Saturday, September 26, 2020

Thoughts on "Navigating the Road to Cloud-Native Network Functions" by Tom Nolle

Tom Nolle, a well respected consultant in the world of telecom and one of my favorite bloggers, recently posted an article about "Navigating the Road to Cloud-Native Network Functions"

This is my first attempt to paraphrase his words, trying to 'tease out' additional understanding by introducing a slightly different perspective.

===

The NFV community is a loose consortium of vendors and individuals with an established interest in the form of deployed network software products. The continuous evolution in thinking around software architectural engineering principles, the emergence of new software solutions, and changing requirements in both the way these systems get used and in the objectives against which their success is measured, are all forces that drive change.

As humans, we have a tendency to resist change. If it gets colder, we temporarily put on a coat to get warm. If it rains, we may choose a water resistant one to avoid getting wet. Some rare individuals might decide to move to a different country with better weather conditions (on average). And it would take a special kind of - what most other humans would call - "insanity" to even consider more extreme solutions, like inventing a machine or process to eliminate the rain clouds altogether - i.e. bringing about selective, localized climate change.

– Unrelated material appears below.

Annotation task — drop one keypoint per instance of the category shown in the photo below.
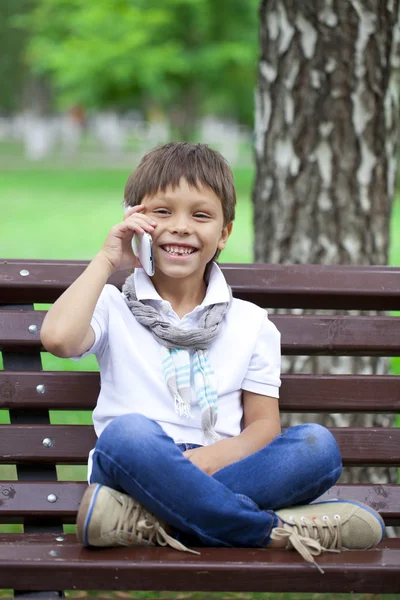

Back to our Cloud-Native Network Functions - a.k.a. moving to a different planet, from the perspective of the NFV community. A big, unlikely change. Much more difficult than - say - changing terminology, and redefining some of the concepts used when talking about network software. 

Take "Virtual Machines" (VMs) for example. They represent a software version of a traditional hardware system, preserving the structure of its components and their suppliers - the eco-system. VMs increase the addressable market for the eco-system partners, as their carefully engineered solution can now easily be replicated and sold to an infinite number of customers, with minimal incremental cost or time. The physical constraints of hardware components are eliminated - or rather, someone else's problem, to be provided as generic resources sometimes called "cloud infrastructure".

The OS and other software components contained within the VM are "overhead", from the perspective of someone with the capability to take individual application processes out of those VMs, and host them directly on the underlying infrastructure. This is an eco-system layer that can be eliminated, to reduce cost (objective) and to achieve more efficient resource utilization (objective) - decomposing the VM into the sub-components that deliver its actual value ("microservices") provides increased flexibility and choice, allowing for more fine-grained optimizations.

The same OS and other software components contained within that VM form a familiar operating environment, for the organization running and maintaining those applications. There are well defined processes for upgrading to newer versions, adding more instances ("scaling out"), etc. When there are problems, a ticket is opened with the support organization of the VM vendor, who might pass it on to the OS vendor, etc. In summary, the operational processes for VMs are well understood and - considered - effective (objective). There are people assigned to these tasks, as part of a job that allows  them to make money and provide for their families (objective).

Now consider the transition from VMs to CNNFs. What would drive this transformation, which eco-system actors would benefit/be in favor, and who would be opposed?

Decomposing a VM into CNNFs is like taking a hammer to a mirror on a wall, disposing the frame and then scattering the pieces in various rooms around the house. The pieces are still physically there, but they no longer perform the function they were originally designed to perform, at least not in an effective and aesthetically pleasing way. And you might get hurt in the process - so why would you do this?

Vendor selection and component selection are both eco-system design decisions. The 'optimal' choice depends on many factors, things are inter-dependent and circumstances evolve over time. Each actor has their own definition of "optimal", relative to their own objectives. For a given organization and a given platform solution with hardware and software components, it may very well be the right time to move towards a more cloud-native universe. But it depends - what are the objectives, and how do they align with yours?